Debuts May 10 on PBS Television Series POV – THROUGH THE NIGHT is a Timely Portrait of Resilience, Love, and the Fundamental Role of Caregivers

A cinema verité portrait of three working NY mothers whose lives intersect at a 24-hour daycare center

Watch the Trailer

American Documentary is proud to announce the national broadcast premiere of PBS alumnus Loira Limbal’s (Estilo Hip Hop) second feature documentary, Through the Night, premiering Monday, May 10, 2021 on PBS at 10 p.m. ET (check local listings) and at as part of the program’s 33rd season. The film will also be available to stream for free at until June 10, 2021.

An official selection at the 2020 Tribeca Film Festival as well as at DOC NYC and AFI DOCS, Through the Night is an intimate cinema verité portrait of three working mothers whose lives intersect at a 24-hour daycare center in New Rochelle, New York: a mother working the overnight shift as an essential worker at a pediatric hospital; another holding down three jobs in order to support her family, and a woman who, for over two decades, has cared for the children whose parents have nowhere else to turn.

A timely portrait of resilience, love, and the fundamental role of caregivers in society, Through the Night showcases the multiplicity of “women’s work” — paid, underpaid, and unpaid; emotional and physical; domestic and career-oriented — all while negotiating the terms of a dignified existence under the three arrows of racism, sexism, and capitalism in America. In the wake of the COVID-19 pandemic, Through the Night  and the stories it centers take on an even greater sense of urgency and profound meaning.

In subtle strokes, Limbal takes the viewer into the world of Dee’s Tots, a vibrantdaycare center that caters to all types of family situations and scenarios. Children are picked up and dropped off by parents who are tired but appreciative, many of them coming from overnight shifts or long days of work, sometimes at multiple jobs. The families that Deloris (or Nunu, as the children call her) serves are explicit in their need for her and her service; she’s a part of their family, and in many cases, she’s the glue that holds them together, an integral piece of the puzzle that helps make their day-to-day schedules possible. Through the Night spotlights the fact that these parents often have nowhere else to turn, putting into sharp focus the networks of pressure placed on single-parent households led by women of color. The capitalist system, it emphasizes, isn’t set up to take care of these essential workers that keep our economy afloat; they battle racism, sexism, and systemic apathy as they try to do what’s best for their families.

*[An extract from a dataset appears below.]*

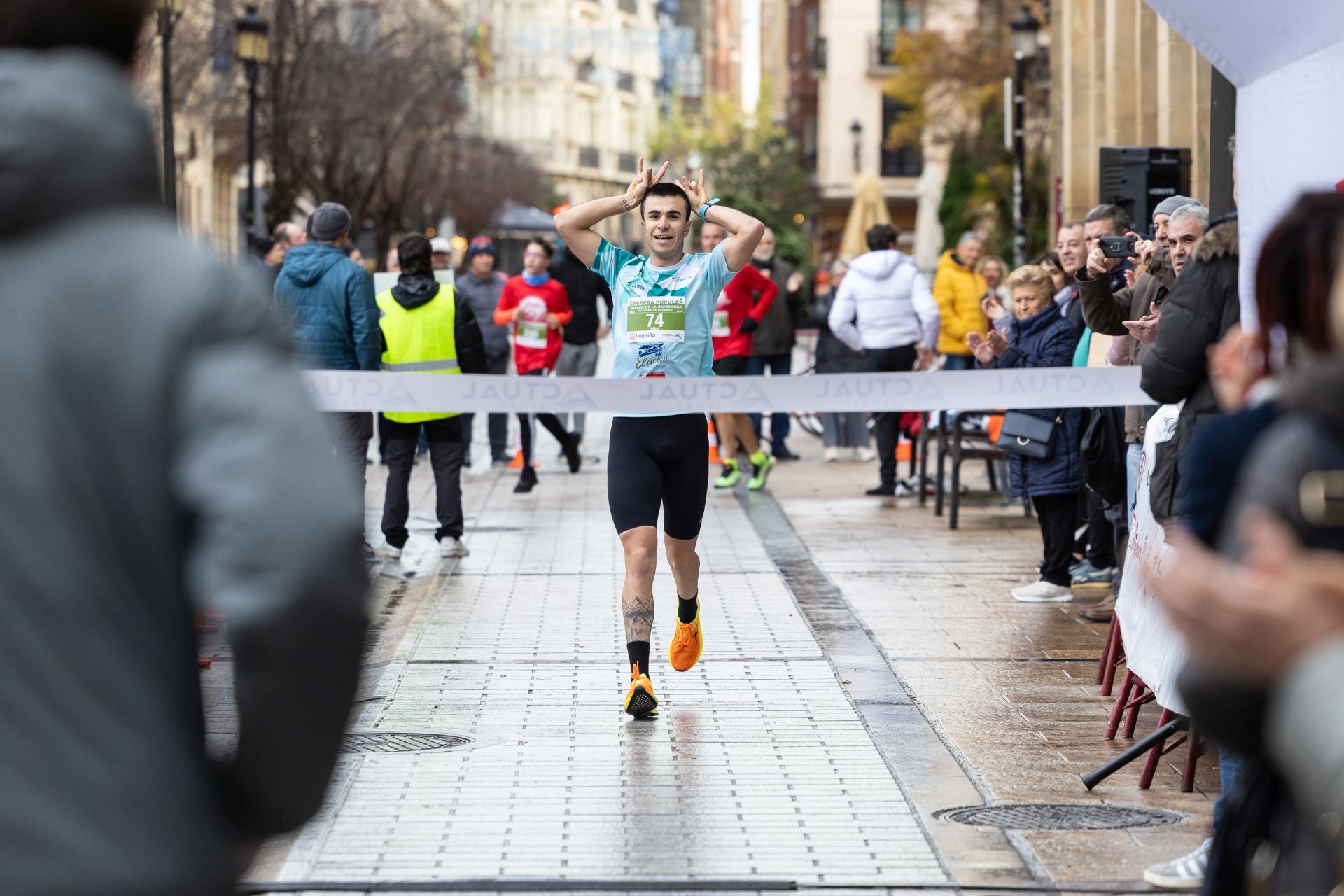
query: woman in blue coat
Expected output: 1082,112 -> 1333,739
966,265 -> 1084,603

“POV was very proud to come on early as co-producers of Through the Night, in partnership with ITVS.  This is the type of resonant and thoughtful filmmaking that public media should be supporting and that audiences want to see” said executive director of POV | American Documentary Justine Nagan. “With extraordinary empathy and a visionary sense for detail, Loira’s film is a testament not only to the dehumanizing grind of the modern economy, but also to the beauty, community and love of the mothers, caregivers and children who carve out rich and full lives in the midst of systemic injustice. Both timely and universal, Through the Night is an incredible and important film, and we can’t wait to share it with PBS viewers across the country.”

Through the Night is my love letter to single mothers and caregivers,” says director Loira Limbal. “I was raised by an amazing cast of Black and Latinx women who performed miraculous acts of resilience, creativity, and subversion on a daily basis. Unfortunately, when I look around at our popular culture these women are rarely seen and when they do appear, they are represented in reductive ways that often amount to caricatures. My vision as a filmmaker is to flood our popular culture with beautifully complex portrayals of the lives of working-class women of color so that we have new gazes and new ways of seeing ourselves. Through the Night is the story of our protagonists, but it’s also the story of countless women in my community. It’s my mother’s story. It’s my own story. And while I want to shine a light on the many systemic problems in our society, I ultimately want to lift up the abundance of love and interdependence among the women, children, and families in our film and our communities.”